The day after Foxconn, one of the world’s largest electronics manufacturers, announced plans to build a $10 billion LCD screen factory in Southeastern Wisconsin, governor Scott Walker hosted an event for business leaders at which he and Foxconn founder and chairman Terry Gou signed a memorandum of understanding about the plan. On the badges of each attendee were written in big block letters the words that have become the governor’s defacto slogan for the project: “Welcome to Wisconn Valley.”
“We are calling this development ‘Wisconn Valley,’” Walker had recently told the Washington Post, “because we believe this will have a transformational effect on Wisconsin just as Silicon Valley transformed the San Francisco Bay area.”
The slogan “Wisconn Valley” was also prominently featured in a fact-sheet about the deal distributed to lawmakers, and as a hashtag on the governor’s tweets.
Experts say turning Wisconsin into the next Silicon Valley—an ecosystem of skilled labor and support that attracts these companies—will involve more than one Foxconn factory.
“I think it’s the dream of every mayor, governor, and every political leader not just in the United States, but all around the world, that we’re going to turn ourselves into the next Silicon Valley,” says Christopher Balding, a professor of economics at Peking University. “If you look back on places where there is an industrial cluster, a lot of times there is a seed in getting the ball rolling. It’s totally possible that the Foxconn factory is the seed that gets the ball rolling on an industrial cluster. However history also tells us that there are more of these events that don’t result in an industrial cluster.”
Eli Friedman, an associate professor of international and comparative labor at Cornell University, called the idea that Wisconsin could become the next Silicon Valley “preposterous.”
“Silicon Valley became what it is today precisely at the moment that production was leaving, much of it headed to Asia,” he says. “The intellectual property associated with manufacturing that takes place in Wisconsin will be owned by Foxconn or whichever brand Foxconn is supplying, and there is little reason for the company to relocate R&D or other high skilled, highly paid jobs.” Walker said the jobs created at the Foxconn factory would pay an average salary of $53,875 plus benefits.
After losing a third of its manufacturing jobs over the past two decades, many industry leaders believe that the United States now has a new opportunity to gain market share in what a recent McKinsey report called a “new kind of digital manufacturing” that relies less on human labor for routine work. States have competed to host these factories.
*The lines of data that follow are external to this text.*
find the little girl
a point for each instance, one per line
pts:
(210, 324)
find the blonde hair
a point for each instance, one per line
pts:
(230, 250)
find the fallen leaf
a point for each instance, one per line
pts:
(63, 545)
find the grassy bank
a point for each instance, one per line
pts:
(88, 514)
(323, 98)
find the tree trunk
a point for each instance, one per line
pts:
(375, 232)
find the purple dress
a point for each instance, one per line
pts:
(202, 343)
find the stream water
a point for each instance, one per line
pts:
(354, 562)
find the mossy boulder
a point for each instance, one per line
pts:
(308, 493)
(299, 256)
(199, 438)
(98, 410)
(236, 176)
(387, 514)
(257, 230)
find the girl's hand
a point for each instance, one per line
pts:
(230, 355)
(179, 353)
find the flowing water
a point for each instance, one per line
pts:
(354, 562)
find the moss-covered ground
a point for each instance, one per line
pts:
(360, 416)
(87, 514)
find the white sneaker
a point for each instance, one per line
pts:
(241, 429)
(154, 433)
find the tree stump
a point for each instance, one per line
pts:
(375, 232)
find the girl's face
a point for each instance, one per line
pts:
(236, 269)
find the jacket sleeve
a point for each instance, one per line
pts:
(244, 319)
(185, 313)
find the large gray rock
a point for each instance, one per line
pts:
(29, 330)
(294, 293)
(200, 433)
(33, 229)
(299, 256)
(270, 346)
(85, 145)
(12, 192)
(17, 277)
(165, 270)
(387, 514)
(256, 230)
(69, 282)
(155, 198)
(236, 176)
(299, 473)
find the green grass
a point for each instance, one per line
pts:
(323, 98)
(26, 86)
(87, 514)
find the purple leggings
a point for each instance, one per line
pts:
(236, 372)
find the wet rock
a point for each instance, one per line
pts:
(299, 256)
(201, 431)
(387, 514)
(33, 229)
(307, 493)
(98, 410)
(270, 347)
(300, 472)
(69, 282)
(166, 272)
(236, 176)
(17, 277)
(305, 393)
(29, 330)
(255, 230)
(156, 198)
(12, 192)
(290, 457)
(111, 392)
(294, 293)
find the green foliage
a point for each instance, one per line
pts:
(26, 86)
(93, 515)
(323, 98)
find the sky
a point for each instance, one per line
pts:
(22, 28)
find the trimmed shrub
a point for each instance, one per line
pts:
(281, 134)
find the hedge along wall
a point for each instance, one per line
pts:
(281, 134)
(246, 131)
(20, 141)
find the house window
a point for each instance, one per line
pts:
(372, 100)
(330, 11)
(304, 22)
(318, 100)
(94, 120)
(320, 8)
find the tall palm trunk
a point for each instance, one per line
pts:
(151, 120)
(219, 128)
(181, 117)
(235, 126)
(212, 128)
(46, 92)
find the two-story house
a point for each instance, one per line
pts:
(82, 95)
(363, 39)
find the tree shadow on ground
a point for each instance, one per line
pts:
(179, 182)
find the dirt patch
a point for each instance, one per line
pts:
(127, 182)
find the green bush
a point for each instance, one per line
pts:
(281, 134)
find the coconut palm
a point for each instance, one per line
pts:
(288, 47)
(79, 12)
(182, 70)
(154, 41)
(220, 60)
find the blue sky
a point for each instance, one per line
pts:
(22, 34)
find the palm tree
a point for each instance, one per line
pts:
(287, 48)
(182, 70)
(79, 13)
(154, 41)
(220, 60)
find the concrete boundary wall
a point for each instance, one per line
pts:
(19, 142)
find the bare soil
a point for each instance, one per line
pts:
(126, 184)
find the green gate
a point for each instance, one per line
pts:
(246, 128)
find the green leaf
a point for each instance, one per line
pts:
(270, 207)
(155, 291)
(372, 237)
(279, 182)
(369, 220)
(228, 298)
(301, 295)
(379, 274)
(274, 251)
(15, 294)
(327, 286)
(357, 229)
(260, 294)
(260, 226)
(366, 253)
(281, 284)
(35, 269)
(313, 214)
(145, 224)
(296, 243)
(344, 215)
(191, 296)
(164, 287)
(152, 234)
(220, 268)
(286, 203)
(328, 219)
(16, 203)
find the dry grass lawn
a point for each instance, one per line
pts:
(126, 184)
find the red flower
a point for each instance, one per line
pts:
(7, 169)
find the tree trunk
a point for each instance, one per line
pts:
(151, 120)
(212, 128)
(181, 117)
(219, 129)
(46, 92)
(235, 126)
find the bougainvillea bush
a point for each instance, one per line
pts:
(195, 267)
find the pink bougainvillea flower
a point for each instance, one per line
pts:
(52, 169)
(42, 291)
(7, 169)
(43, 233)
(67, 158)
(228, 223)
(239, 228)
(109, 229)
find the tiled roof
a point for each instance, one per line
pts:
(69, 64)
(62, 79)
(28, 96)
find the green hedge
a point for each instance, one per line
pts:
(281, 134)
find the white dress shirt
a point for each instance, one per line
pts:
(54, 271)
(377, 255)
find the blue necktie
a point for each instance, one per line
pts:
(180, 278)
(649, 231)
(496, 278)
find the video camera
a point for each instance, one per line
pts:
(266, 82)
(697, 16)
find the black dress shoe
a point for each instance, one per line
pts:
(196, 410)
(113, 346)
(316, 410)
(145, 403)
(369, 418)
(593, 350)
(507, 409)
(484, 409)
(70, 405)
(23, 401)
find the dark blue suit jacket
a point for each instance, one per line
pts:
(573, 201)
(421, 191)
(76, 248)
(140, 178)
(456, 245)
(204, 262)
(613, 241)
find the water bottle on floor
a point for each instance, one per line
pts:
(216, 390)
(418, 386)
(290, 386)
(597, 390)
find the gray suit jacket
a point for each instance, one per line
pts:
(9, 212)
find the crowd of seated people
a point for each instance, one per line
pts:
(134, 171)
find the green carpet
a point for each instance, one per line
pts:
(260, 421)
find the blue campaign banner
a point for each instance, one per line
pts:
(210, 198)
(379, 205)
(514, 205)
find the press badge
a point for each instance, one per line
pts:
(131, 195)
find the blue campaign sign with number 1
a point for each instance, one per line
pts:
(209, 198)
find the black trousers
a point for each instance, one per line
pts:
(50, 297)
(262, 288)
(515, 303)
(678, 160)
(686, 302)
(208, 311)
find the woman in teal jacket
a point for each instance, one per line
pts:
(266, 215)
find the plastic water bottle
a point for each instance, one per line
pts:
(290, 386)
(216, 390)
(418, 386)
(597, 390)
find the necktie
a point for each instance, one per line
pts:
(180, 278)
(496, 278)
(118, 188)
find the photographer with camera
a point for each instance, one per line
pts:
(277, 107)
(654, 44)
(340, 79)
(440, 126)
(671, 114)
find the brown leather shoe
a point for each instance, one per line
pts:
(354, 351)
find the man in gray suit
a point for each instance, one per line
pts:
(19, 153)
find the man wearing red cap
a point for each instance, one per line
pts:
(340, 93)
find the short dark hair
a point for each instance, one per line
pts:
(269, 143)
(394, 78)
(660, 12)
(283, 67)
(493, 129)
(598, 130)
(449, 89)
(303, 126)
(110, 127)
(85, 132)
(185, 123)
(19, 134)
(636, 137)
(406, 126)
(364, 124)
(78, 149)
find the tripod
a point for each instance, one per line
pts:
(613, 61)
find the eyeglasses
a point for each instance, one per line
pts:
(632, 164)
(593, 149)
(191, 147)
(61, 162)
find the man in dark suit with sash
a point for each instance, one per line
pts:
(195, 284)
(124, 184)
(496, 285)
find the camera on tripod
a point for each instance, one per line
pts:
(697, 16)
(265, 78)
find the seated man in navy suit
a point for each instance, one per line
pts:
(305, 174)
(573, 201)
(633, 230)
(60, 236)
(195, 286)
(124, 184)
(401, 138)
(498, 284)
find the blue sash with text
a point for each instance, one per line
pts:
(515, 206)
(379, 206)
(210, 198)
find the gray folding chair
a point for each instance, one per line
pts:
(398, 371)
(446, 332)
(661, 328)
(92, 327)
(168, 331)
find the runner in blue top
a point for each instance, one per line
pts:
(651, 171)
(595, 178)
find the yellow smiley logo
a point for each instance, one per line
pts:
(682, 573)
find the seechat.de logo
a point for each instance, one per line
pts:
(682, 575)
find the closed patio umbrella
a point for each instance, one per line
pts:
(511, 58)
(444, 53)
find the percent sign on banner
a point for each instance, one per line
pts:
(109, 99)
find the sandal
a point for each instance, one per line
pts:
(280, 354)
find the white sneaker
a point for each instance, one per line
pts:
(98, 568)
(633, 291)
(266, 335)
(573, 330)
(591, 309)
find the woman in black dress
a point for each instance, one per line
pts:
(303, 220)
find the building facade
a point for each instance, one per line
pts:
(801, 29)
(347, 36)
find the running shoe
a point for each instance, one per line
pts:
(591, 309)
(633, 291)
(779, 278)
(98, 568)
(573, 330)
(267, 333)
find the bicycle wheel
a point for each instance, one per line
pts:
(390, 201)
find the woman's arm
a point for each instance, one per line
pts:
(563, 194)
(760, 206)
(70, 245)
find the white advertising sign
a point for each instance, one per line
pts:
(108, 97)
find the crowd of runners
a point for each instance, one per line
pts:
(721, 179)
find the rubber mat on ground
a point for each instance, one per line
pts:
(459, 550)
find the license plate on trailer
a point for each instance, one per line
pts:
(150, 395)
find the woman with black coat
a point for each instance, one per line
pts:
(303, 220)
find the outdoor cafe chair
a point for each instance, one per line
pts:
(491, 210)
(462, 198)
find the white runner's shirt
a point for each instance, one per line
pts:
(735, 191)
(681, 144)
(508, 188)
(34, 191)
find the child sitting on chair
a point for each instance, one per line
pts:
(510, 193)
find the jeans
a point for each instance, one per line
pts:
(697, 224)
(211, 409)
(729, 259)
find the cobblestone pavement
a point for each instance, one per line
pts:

But large factories alone do not a Silicon Valley make, partly because they’re expensive. Foxconn will be eligible for between $200 million and $250 million per year in economic incentives after it builds the factory, where it expects to employee 3,000 people within four years (with “potential to grow” to 13,000). When fully staffed, its payroll is projected to be around three times that amount, $700 million per year. “Wisconsin can only have so many $10 billion plant investments before they face a real budgetary problem,” Balding says.
Rather, Balding argues, creating an industrial cluster in Wisconsin is more likely to depend upon the development of suppliers and support companies, things like business parks and venture capital firms.
Foxconn could possibly jump start such an ecosystem (according to the governor’s office, the company will spend about a third of its $4.26 billion supplier purchases in the state) but at this point, it hasn’t started to build the factory.
“Wisconn Valley,” like the factory that inspired it, still has a long way to go until it’s up and running.